Consumer Electronics Misadventures
The initial attraction was clear: in the early 1970s, calculators sold for over $200, with component costs (integrated circuits, displays, keypads) around $20-$30. TI believed they could capitalize on this margin. They repeated this miscalculation with watches and home computers.

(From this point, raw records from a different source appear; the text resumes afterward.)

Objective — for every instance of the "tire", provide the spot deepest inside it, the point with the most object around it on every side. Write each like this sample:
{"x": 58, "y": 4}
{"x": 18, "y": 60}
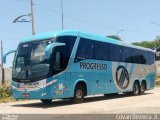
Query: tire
{"x": 136, "y": 89}
{"x": 46, "y": 101}
{"x": 79, "y": 94}
{"x": 142, "y": 88}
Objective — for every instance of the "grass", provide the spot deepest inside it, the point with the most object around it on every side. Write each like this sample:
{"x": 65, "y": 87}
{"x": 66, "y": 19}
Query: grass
{"x": 5, "y": 93}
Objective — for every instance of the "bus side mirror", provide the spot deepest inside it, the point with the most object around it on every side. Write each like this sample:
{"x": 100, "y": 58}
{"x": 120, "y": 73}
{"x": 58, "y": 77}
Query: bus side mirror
{"x": 6, "y": 54}
{"x": 49, "y": 48}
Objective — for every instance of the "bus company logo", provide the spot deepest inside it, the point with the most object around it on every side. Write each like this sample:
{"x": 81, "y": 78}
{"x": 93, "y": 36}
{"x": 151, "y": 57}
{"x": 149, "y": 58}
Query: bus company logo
{"x": 122, "y": 77}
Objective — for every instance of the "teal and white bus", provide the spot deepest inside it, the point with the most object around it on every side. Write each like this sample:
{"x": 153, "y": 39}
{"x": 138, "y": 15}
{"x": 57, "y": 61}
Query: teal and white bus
{"x": 74, "y": 64}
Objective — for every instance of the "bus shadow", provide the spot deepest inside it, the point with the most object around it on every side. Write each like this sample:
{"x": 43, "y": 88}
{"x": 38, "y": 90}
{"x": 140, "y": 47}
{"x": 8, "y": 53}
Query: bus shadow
{"x": 67, "y": 102}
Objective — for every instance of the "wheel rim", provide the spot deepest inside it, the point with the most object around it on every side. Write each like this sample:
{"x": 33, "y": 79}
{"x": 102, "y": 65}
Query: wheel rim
{"x": 79, "y": 94}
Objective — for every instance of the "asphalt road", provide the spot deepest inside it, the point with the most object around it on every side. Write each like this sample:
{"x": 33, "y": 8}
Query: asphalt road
{"x": 148, "y": 103}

Consumer electronics and semiconductors operate on fundamentally different business models:
Consumer Electronics: Retailer-focused, emphasizing consumer needs and aesthetics
Semiconductors: System company-oriented, prioritizing quality and cost-performance
FThis strategy put TI in direct competition with its own customers. In some cases, like with Canon, TI was the sole supplier. J. Fred Bucy(President and CEO) attempted to prioritize the consumer electronics division's production capacity, but Dr. Chang resisted. The internal dynamics became increasingly dysfunctional. TI's IC division was now required to satisfy the consumer electronics division before serving external customers. In contrast, companies like Intel could focus solely on optimizing microprocessors.
Questionable Expansion
In the mid-1970s, Bucy built a foundry in Lubbock, Texas, driven more by personal nostalgia (his hometown) than strategic considerations. The location made it challenging to attract talent.
Notable Trivia:
By 1974, TI was already using internal email.
The company occasionally implemented "mass vacations" where the entire staff would take approximately two weeks off.

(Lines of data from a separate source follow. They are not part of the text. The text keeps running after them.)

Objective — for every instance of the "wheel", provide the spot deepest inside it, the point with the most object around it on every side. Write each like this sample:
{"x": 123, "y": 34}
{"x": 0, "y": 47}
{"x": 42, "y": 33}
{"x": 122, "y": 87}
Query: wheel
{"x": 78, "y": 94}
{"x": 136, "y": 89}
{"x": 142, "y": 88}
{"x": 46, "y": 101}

Business relationship with other companies
Phillips
In 1985, Phillips invested in TSMC when other major tech companies(Intel, TI, Motorola, Panasonic, Sony, AMD, Thomson, DEC) declined. Their decision was decided by two key factors:
1985 was a challenging year for semiconductors, with negative 16% growth. Phillips had other lines of business to soften the impact.
Phillips already had existing assembly lines in Taiwan and was looking to expand into lighting and passive component production.
Investment Outcome:
Initial stake: 27.5%
Full exit: August 2008
Total return: 134.6 times (26.34% Compound Annual Growth Rate)

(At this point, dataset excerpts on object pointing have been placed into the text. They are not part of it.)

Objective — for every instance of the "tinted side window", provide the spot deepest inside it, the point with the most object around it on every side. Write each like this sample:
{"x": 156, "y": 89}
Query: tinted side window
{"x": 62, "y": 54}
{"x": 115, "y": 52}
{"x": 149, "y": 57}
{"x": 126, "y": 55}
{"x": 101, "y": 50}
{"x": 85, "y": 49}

TSMC continued to grow 19.1 times post-Phillips' exit (20.17% CAGR)
Intel
Intel placed significant orders during TSMC’s second year, helping establish production standards like statistical process control, quality control and preventive maintenance.
Nvidia
In 1997, Nvidia’s Jensen Huang reached out directly to Dr. Chang after facing neglect from TSMC’s San Jose office.
In 1998, TSMC sent managers to assist Nvidia with resource planning. In 2013, Dr. Chang even offered Huang the CEO position at TSMC. At that time TSMC's market cap was 10x of Nvidia.
Qualcomm
Qualcomm moved from IBM’s fabs to TSMC due to IBM’s arrogance, a problem TSMC avoided through its customer-first approach.
Apple
Apple in 2010 began exploring a partnership with TSMC.
Its relationship with Samsung was inherently complicated: Samsung simultaneously supplied critical components to Apple (displays, memory, chips) while competing directly with Apple through its own device lineup. Since 2007, Dr. Chang anticipated Apple would eventually partner with TSMC.
Apple first approached Intel, but Intel was unwilling to sacrifice margin and service was subpar.
Goldman’s MBO Proposal in 2007
Proposed by Hsueh-Jen Sung, who was also key to TSMC's Taiwan and Nasdaq IPOs.
However TSMC’s capital expenditure and R&D expenses are too high and it will have difficulties in financing as a private company. There is also a potential loss of control.
After one month of consideration, he rejected the proposal.